Cyber Storm VI: April 2018
The sixth iteration of the Cyber Storm exercise series, Cyber Storm VI, took place in April 2018. Cyber Storm VI focused on the critical manufacturing and transportation sectors and included participation from the information technology and communications sectors; law enforcement, defense, and intelligence agencies; state and local governments; and international partners.
Cyber Storm VI Highlights
- Exercised federal, state, private sector, and international response to a significant cyber incident affecting non-traditional IT devices.
- Integrated new stakeholders into the exercise, including one new sector, Critical Manufacturing, and one new sector component, Automotive.
- Raised awareness of the rapidly expanding cyberattack landscape and the nuances of response to incident impacting Internet of Things (IoT) and operational technology (OT) devices.

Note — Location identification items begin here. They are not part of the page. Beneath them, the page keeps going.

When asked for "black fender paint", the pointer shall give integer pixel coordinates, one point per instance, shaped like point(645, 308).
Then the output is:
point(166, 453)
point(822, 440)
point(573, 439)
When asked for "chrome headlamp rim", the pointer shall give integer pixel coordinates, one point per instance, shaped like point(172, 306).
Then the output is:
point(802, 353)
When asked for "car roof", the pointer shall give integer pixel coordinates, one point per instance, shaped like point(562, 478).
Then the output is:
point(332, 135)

- Integrated a simulated and dynamically-updated media and social media platform to replicate the customer and public components of an incident and provided a no-fault learning environment to practice strategies that support this aspect of response.
Cyber Storm 2020: August 2020
Cyber Storm 2020 was executed in August 2020. Sponsored by CISA, the exercise included more than 2,000 players from over 210 organizations across critical infrastructure sectors, exercising incident response procedures in a remote environment. Cyber Storm 2020 raised awareness of long-standing and ongoing vulnerabilities in the core infrastructure of the Internet and was the seventh iteration of the Cyber Storm series.

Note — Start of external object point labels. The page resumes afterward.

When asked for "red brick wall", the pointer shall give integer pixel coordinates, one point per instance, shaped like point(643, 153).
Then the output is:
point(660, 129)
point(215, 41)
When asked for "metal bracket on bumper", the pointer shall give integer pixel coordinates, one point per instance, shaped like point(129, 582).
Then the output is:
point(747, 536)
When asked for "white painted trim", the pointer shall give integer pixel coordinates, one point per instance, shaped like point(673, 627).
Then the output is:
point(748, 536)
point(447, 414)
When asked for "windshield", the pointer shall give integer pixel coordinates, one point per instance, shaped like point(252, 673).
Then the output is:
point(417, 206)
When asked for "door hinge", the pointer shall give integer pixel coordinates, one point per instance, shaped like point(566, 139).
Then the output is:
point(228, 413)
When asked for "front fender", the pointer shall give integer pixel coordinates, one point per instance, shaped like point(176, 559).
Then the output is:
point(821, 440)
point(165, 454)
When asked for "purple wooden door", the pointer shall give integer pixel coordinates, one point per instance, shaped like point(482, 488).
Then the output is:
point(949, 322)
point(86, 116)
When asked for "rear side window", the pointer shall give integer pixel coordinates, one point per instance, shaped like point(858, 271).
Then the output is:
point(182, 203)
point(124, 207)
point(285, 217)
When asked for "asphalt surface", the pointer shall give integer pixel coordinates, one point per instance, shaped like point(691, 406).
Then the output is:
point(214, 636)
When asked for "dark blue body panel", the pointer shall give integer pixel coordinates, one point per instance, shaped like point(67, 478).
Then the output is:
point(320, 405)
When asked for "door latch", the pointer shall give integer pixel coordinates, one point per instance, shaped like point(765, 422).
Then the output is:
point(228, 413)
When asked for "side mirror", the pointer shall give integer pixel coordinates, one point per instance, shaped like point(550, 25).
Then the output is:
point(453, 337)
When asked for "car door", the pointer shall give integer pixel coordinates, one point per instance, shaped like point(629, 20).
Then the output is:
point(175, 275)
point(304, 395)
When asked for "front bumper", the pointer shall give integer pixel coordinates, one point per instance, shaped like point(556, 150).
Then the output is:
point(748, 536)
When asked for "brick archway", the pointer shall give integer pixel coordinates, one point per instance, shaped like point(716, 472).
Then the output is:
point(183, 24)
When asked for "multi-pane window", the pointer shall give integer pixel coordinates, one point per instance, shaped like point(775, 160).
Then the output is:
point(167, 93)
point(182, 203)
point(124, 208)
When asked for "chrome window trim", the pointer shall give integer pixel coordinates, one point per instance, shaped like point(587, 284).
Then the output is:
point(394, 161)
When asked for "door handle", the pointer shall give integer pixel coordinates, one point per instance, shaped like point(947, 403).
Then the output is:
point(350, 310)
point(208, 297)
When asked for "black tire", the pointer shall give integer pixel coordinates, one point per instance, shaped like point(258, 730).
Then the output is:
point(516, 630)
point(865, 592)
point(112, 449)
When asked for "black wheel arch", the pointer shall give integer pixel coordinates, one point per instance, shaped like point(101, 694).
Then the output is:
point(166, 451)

Cyber Storm 2020 Highlights
- Exercised federal, state, private sector, and international response to a significant cyber incident targeting underlying core services of the Internet.
- Planned for and exercised incident response across components of the following critical infrastructure sectors: Chemical, Commercial Facilities, Communications, Critical Manufacturing, Energy, Financial Services, Healthcare and Public Health, Information Technology (IT), and Transportation Systems.
- Tested the capacity of participating state and local governments to respond to cyber incidents and coordinate via the Multi-State Information Sharing and Analysis Center (MS-ISAC).
- Organizations gained an opportunity to identify improvements to distributed communication and coordination processes – increasingly in place due to pandemic restrictions.
Cyber Storm VIII: March 2022
In March 2022, CISA conducted the eighth iteration of the Cyber Storm exercise series. Over 2,000 players participated in Cyber Storm VIII, which examined discovery of and response to a large-scale, coordinated significant cyber incident impacting multiple critical infrastructure sectors. Cyber Storm VIII further strengthened public and private partnerships and assessed areas of improvement for national cybersecurity plans and policies.
Cyber Storm VIII Highlights
- Raised awareness of the rapidly expanding cyberattack surface and the nuances of response to incidents impacting Industrial Control Systems (ICS)/Operational Technology (OT) and enterprise IT networks.
- Integrated one new sector into the exercise, Water and Wastewater Systems.
- Emphasized information sharing and communication as International Watch and Warning Network (IWWN) partner nations worked toward improving their incident response communications.
- Achieved the development and dissemination of an in-exercise joint Cybersecurity Advisory (CSA) for the first time in a Cyber Storm exercise.
Cyber Storm IX: Spring 2024
Cyber Storm IX, slated for Spring 2024, is the ninth iteration of the Cyber Storm exercise series. Cyber Storm IX aims to strengthen cybersecurity preparedness and response capabilities by exercising policies, processes, and procedures for identifying and responding to a multi-sector significant cyber incident impacting critical infrastructure. Cyber Storm IX will build upon past exercises by evaluating relevant national cybersecurity policies and clarifying response roles during a cyber event. Participants will include federal, state, and local government, the private sector, and international partners.